After this mess Fabrizio took off down the trail to head back to Kathmandu. Of the original seven in basecamp, only John and I remained. With terrible snow conditions we knew there was no hope of summiting. Our yaks would be coming soon anyways, so we climbed up, removed Camp 1 and carried down all the fixed rope we could. Looking accross the valley we could look into the cirque created by the Khumbu glacier as it falls down the Lhotse face and carves it's way down between Everest and Nuptse. How I would have enjoyed the rest of our climb! Alas, it waits until another year.
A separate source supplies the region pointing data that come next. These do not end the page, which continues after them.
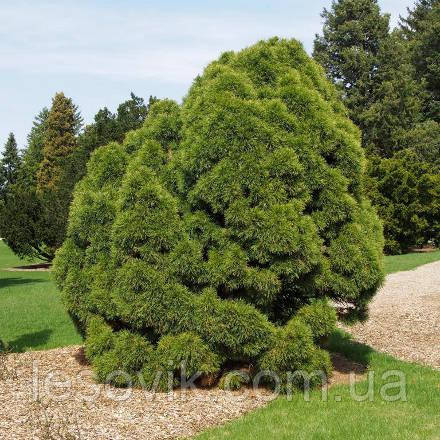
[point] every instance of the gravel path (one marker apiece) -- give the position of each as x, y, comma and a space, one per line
405, 316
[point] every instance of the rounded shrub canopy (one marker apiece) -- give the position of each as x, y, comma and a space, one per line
217, 232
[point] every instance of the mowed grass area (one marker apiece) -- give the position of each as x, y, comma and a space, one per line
341, 417
33, 318
399, 263
31, 314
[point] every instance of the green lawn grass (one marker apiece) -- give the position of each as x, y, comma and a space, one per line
31, 313
399, 263
32, 316
417, 418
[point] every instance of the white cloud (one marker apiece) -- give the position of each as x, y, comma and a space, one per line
49, 37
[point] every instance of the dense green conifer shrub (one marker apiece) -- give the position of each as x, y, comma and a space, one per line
205, 233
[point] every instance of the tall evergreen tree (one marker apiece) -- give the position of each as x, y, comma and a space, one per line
422, 29
9, 165
33, 155
349, 49
59, 146
397, 99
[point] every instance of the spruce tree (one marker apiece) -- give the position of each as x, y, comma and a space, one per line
397, 99
57, 176
422, 29
9, 165
349, 50
59, 146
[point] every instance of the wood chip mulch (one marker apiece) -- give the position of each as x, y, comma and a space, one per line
86, 410
404, 317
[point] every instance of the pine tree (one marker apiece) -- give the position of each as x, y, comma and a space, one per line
349, 49
9, 165
208, 232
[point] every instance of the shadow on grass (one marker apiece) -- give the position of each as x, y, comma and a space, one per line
30, 340
10, 282
342, 342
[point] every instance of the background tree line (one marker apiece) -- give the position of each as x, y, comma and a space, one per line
36, 186
389, 81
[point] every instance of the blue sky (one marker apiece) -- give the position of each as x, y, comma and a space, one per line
97, 51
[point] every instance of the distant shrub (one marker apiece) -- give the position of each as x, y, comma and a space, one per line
406, 192
213, 224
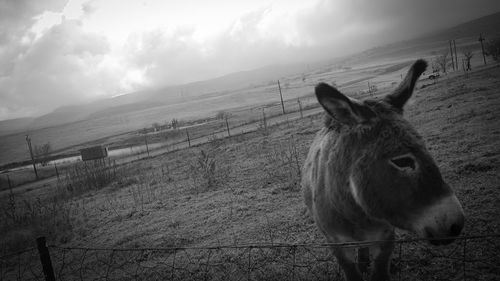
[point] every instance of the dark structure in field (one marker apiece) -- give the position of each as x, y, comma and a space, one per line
94, 152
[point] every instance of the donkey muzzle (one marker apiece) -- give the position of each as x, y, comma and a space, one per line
441, 222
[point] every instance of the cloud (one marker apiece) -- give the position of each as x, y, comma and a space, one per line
61, 67
68, 61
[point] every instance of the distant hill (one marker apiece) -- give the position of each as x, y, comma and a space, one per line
466, 35
12, 126
423, 46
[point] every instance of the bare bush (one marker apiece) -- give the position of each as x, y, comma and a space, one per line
468, 54
221, 115
89, 175
492, 49
442, 61
284, 161
42, 153
208, 171
174, 123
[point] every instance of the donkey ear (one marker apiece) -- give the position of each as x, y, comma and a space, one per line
340, 107
403, 92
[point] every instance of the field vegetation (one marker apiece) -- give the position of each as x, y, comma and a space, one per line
245, 188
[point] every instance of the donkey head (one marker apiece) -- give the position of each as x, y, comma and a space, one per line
389, 172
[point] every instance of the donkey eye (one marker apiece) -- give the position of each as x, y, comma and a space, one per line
403, 162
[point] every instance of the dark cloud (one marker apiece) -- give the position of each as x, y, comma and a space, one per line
67, 64
58, 69
368, 23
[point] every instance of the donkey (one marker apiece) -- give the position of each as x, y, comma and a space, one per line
368, 171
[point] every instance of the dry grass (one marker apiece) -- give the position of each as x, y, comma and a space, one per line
156, 203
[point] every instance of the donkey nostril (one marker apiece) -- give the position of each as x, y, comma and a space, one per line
455, 229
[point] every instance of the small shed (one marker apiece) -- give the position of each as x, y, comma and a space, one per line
94, 152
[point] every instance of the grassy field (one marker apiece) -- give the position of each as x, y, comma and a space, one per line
245, 189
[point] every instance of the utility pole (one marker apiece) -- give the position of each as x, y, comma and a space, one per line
28, 140
300, 109
227, 126
189, 140
451, 51
146, 140
456, 57
281, 97
481, 39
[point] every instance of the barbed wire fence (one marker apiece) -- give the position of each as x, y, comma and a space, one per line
468, 258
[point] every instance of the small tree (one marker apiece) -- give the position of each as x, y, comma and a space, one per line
156, 126
175, 123
42, 153
221, 115
492, 49
467, 57
442, 61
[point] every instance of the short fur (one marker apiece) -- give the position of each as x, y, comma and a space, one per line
353, 190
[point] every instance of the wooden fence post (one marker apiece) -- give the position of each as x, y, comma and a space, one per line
48, 271
300, 109
227, 126
189, 140
57, 171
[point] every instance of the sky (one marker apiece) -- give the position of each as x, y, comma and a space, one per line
62, 52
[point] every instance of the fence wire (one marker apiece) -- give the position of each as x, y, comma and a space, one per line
468, 258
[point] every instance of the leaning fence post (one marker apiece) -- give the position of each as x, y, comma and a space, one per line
189, 140
463, 258
48, 271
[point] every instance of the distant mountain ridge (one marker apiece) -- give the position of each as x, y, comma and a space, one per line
170, 95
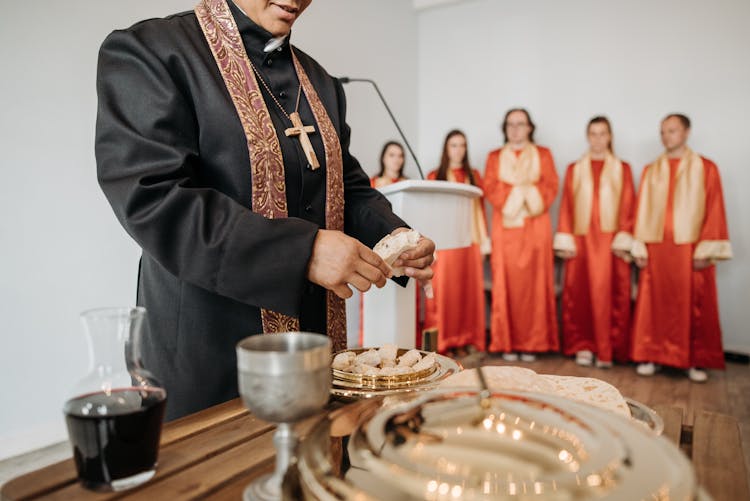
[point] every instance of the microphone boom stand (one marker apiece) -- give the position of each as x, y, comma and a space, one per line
388, 109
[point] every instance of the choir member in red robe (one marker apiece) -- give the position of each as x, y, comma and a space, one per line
680, 233
521, 184
457, 308
392, 160
594, 236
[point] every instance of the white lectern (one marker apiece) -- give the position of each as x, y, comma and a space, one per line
439, 210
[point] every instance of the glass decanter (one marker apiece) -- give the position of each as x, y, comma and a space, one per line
114, 414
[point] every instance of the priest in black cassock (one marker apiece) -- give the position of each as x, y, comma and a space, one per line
224, 153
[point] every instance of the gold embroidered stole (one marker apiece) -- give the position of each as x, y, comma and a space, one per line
688, 200
610, 190
522, 171
266, 161
479, 234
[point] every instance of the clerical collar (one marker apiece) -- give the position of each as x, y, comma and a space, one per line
256, 38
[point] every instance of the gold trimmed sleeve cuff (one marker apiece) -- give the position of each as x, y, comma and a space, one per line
715, 250
623, 241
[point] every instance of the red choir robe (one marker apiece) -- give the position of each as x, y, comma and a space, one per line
457, 308
523, 299
596, 218
676, 320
We spent the remainder of our time taking down the ropes and packing up our camp. The ten yaks came, were loaded up and we headed back down. On the ninth of November we learned the results of the American election. Our isolation was beginning to fade. By the 14th we were in Kathmandu, checking up on our injured team member and eating all the good food Kathmadu has to offer.
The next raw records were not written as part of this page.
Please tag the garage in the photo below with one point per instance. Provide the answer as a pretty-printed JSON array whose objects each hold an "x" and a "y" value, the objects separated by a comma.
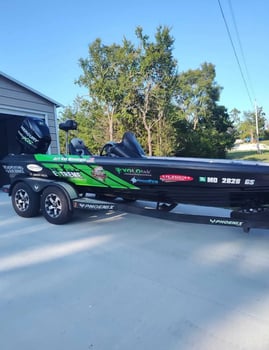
[{"x": 18, "y": 101}]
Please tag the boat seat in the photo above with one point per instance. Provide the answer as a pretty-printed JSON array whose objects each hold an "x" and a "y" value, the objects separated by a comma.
[{"x": 77, "y": 147}]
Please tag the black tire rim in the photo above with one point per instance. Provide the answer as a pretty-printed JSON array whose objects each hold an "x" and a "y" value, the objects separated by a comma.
[
  {"x": 22, "y": 200},
  {"x": 53, "y": 205}
]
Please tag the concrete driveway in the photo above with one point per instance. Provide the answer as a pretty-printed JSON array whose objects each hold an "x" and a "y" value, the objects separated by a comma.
[{"x": 122, "y": 281}]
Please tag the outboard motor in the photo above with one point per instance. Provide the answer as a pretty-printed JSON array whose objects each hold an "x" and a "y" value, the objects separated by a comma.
[{"x": 33, "y": 136}]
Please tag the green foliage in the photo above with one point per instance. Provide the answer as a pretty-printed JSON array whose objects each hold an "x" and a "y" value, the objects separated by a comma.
[
  {"x": 138, "y": 88},
  {"x": 203, "y": 128},
  {"x": 248, "y": 127}
]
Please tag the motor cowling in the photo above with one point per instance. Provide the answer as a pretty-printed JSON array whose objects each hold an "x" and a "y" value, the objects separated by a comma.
[{"x": 33, "y": 136}]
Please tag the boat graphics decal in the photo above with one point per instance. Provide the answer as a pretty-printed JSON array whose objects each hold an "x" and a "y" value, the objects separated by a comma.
[{"x": 87, "y": 174}]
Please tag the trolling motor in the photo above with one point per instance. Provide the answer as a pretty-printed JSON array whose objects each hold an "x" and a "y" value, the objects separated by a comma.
[{"x": 33, "y": 136}]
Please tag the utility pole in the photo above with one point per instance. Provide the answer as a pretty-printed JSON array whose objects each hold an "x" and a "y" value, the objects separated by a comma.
[{"x": 257, "y": 129}]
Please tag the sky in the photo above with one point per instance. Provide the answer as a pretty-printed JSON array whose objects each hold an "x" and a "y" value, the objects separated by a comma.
[{"x": 41, "y": 42}]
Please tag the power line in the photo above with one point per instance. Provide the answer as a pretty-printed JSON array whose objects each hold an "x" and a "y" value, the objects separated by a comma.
[
  {"x": 241, "y": 47},
  {"x": 235, "y": 53}
]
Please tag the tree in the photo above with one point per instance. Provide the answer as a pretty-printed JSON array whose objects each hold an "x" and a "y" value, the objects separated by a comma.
[
  {"x": 203, "y": 128},
  {"x": 248, "y": 128},
  {"x": 90, "y": 125},
  {"x": 155, "y": 81},
  {"x": 106, "y": 73}
]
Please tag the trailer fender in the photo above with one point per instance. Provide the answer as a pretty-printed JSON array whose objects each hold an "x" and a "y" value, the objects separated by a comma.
[{"x": 38, "y": 186}]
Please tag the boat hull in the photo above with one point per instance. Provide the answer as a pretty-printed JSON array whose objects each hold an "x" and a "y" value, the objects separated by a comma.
[{"x": 208, "y": 182}]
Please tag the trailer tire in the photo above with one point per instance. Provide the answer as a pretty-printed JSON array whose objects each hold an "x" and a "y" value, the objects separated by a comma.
[
  {"x": 55, "y": 205},
  {"x": 25, "y": 201}
]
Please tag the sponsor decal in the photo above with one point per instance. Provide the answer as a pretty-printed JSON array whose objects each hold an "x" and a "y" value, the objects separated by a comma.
[
  {"x": 68, "y": 159},
  {"x": 230, "y": 181},
  {"x": 13, "y": 169},
  {"x": 175, "y": 178},
  {"x": 250, "y": 182},
  {"x": 226, "y": 222},
  {"x": 208, "y": 179},
  {"x": 99, "y": 173},
  {"x": 144, "y": 181},
  {"x": 34, "y": 167},
  {"x": 73, "y": 174},
  {"x": 94, "y": 206},
  {"x": 133, "y": 171}
]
Failures notwithstanding, it was a good trip. It's always a pleasure to be in the high mountains. Most importantly, no one died, although it was touch and go for awhile.


Various websites have been reporting the accident. You can read an Agence France Presse article, as well as Fabrizio's thoughts and pictures on his blog :

The film tentatively titled, "Beyond Thought's Compass" has taken some unexpected turns. We are reviewing the footage shot this last year and are contemplating what to do next. This means either another trip to Nepal or just finishing with what we have now. We'll see.